トイレから男の悲鳴と、小銃の発砲音が聴こえてくる。
私は北風に変わる夜の孤独な寒さの中で、秋の終わりを感じていた。

………………………………………………………………………………

そして、時は流れ…

「本日より、25日まで30%OFFのセールやってまーす!クリスマスデザインのトートバックも無料で……」

年末商戦のブティックやらファストショップから聴こえる店員さんの声。

意識しないように努めても、世の中からキリストの生誕を祝うように仕向けられる。

キリシタンでもないのに、勝手に聖なる気分になって、性なる夜を過ごして…
 
アホらしい…

私はアレ以来、女装する事もイヤらしい事も何故かヤル気になれず、うだつの上がらぬ日々を過ごしていた。

なんか、もう全てがどうでもいい。
私をコケにした奴らは痛い目にあわせたが、なぜか気持ちが晴れない。

「結局、私がしたいことって何だったんだろう…」

自分自身に問いかけても答えはでない。
だって、答えを出すのは私自信じゃないんだもの。
私に必要なものを持っているのは、私を必要としてくれる人。

いつだってそうよ、誰かに必要とされたくて、誰かを求めている。
ただ、寂しいだけだものね…


「キレイ…」

色鮮やかなショーウィンドウは、女装から離れていた私の心を揺さぶった。

「私も、こんな服着てみたかったな…」

とても素敵な赤いドレス…
自分がこれを着ているシーンを想像してみる。

「ん〜…似合わんな…笑」

色々と諦めなければいけない年齢に差し掛かっている。
私は一人淋しく、家で鍋でも作ろうとショーウィンドウを離れようとした。

すると、少し後ろに立っていた女性と目が合い、そのまま私は動けなくなってしまった。

いつぶりだろう…?
すごく懐かしく感じる。
あの時よりも髪が伸びて、少し大人びた印象を受けた。

「…まー君?」

その女性は私の事を「俺」の相性で呼んだ。

「ひ、…久しぶり…げ、元気だった…?」

「うん、偶然だね…まー君は?」

「お、…俺は…まぁまぁ…」

極度に緊張してしまう俺の悪いクセが出た。
元彼女との奇跡的な再会に、どうしたら良いのかパニック状態の俺は、彼女を見つめることしか出来なかった。

「あの時は…ゴメンね…」

「こ…こ…、こちらこそ…」

「ねぇ…まー君。
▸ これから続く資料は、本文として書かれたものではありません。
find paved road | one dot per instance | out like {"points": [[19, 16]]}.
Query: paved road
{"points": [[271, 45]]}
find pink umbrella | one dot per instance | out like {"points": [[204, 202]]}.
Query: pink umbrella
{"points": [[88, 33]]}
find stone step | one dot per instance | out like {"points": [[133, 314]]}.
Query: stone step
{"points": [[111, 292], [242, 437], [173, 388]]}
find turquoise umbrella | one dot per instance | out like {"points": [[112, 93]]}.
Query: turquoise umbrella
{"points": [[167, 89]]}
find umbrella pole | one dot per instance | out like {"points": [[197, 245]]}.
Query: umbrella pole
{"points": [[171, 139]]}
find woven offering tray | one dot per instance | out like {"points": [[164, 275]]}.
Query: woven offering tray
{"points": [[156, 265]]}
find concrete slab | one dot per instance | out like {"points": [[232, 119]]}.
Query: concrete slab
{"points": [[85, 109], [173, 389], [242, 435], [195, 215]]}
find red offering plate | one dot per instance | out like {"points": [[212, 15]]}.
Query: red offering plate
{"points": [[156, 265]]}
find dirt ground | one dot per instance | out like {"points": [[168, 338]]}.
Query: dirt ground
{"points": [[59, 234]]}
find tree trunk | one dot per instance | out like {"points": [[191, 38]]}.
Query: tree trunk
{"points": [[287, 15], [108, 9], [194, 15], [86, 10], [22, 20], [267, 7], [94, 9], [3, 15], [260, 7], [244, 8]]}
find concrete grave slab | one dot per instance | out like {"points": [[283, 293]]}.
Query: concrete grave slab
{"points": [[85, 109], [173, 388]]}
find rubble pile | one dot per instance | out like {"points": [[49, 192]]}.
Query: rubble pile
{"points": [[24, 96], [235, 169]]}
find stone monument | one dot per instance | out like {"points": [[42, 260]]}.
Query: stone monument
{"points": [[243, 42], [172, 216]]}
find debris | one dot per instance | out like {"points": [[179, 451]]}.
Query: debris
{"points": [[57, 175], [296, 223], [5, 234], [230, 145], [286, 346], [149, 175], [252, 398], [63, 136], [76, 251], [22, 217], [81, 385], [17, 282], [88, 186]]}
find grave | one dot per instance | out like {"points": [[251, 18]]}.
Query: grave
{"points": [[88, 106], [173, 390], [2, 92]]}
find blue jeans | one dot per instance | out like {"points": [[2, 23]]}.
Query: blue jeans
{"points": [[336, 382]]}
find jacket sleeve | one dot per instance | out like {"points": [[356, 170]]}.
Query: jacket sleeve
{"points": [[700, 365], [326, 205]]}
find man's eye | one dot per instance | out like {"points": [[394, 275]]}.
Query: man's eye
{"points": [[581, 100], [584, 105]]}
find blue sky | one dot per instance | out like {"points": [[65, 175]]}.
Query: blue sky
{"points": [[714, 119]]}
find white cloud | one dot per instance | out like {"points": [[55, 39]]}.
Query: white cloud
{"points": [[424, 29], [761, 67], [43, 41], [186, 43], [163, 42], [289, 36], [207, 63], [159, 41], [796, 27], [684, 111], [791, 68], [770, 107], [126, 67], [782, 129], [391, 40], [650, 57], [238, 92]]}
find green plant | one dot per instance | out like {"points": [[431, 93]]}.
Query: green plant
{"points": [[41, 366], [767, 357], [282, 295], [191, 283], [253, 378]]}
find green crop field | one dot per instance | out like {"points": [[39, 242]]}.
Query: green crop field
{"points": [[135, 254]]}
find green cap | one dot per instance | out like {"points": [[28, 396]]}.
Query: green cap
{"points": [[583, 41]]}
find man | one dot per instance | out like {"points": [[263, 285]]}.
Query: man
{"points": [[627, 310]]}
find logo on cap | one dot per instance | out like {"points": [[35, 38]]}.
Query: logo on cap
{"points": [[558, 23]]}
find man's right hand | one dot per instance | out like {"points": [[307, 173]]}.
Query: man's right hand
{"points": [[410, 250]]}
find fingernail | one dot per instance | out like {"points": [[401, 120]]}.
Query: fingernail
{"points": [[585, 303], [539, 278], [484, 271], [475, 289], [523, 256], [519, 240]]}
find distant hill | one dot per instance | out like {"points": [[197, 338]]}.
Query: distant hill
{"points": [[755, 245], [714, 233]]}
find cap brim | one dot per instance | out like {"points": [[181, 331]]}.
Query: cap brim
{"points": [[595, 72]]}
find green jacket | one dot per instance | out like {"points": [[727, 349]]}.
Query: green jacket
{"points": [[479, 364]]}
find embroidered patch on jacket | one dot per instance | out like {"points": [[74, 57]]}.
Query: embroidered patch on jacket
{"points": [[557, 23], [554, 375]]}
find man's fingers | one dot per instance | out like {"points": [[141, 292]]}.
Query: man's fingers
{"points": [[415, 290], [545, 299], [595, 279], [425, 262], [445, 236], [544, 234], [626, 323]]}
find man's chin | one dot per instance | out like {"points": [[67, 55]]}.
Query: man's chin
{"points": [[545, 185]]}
今、少しだけ時間ある?」

「えっ…えと…まぁ……少しなら…」

俺は元彼女の直子に誘われ、近くの珈琲店に入った。

ここからは掻い摘んで端的に話そう。
直子がコーヒーを飲みながら俺に話した事…

直子は俺と別れた後、飲み会で知り合った少し年上の男と付き合ったらしい。

でも、その男は既婚者で自分でも知らぬうちに不倫をしていた事が発覚した。

奥さんと別れるか、私と別れるかという話になり、口論の末に喧嘩別れした。

「どうせ、あのまま付き合っててもクリスマスは家族と過ごすって言ってたから、私はクリボッチだったけどね…笑」

卑屈に笑う直子が寂しそうに見えた。

「なぁ…俺もボッチなんだけど…」

思わず口について出てしまった。

「…誰か良い人いないの?」

「(女装して探せばいないこともないかも知れないけど…)いない。」

「そうか…」

「もし、良ければ24日は二人で飯でも行かないか?」

「え〜…ラーメン屋?笑」

「いや…ちゃんとオシャレなレストランとか予約するから。もちろん、俺の奢りで」

「そんな…無理しなくていいよ…」

「直子…俺、反省したんだ。君のこと、もっと大切にしてやれば良かったって…」

「まー君…」

「本当に…あの時はゴメン!」

「…もう、いいよ」

「直子、一緒に行ってくれるかな?」

「…私、スキー場のホテルのディナーがいいな〜」

「スキー場?」

「うん!昼間は二人でスノボーして、ホテルで温泉入って、夜はコース料理とか〜」

「お…おう…」

「で〜年越しはディズニーでカウントダウンとか超楽しそうじゃない?!」

「ほ〜…ほう…」

「それで〜初詣は晴れ着とか着て明治神宮あたりに………」

そうそう、これこれ…

付き合ってた時も、色々二人でやりたいことを次から次へと提案してきたな〜。
それを、俺が面倒くさがって無視してた。

こんなふうに、また出会えたのもチャンスだよな。
今一度、やり直してみるか。

俺もきっと一皮剥けて、少しは成長したはずだし、
ちょっとは女の子の気持ちがわかるようになった………?と、思う。

「ねぇ〜!聞いてる〜?」

「ちゃんと聞いてるよ…」

もう頼りない男と思われたくない。

「直子…」

「ん…?」

君を大切にしよう。

「好きだよ…」

「………どうも」

また、この先どうなるかは分からない。

「まー君…」

「なに…?」

それでも…

「また、一緒にいようね」

「うん」

俺達はいつでも…


あやまちを繰り返すんだ。。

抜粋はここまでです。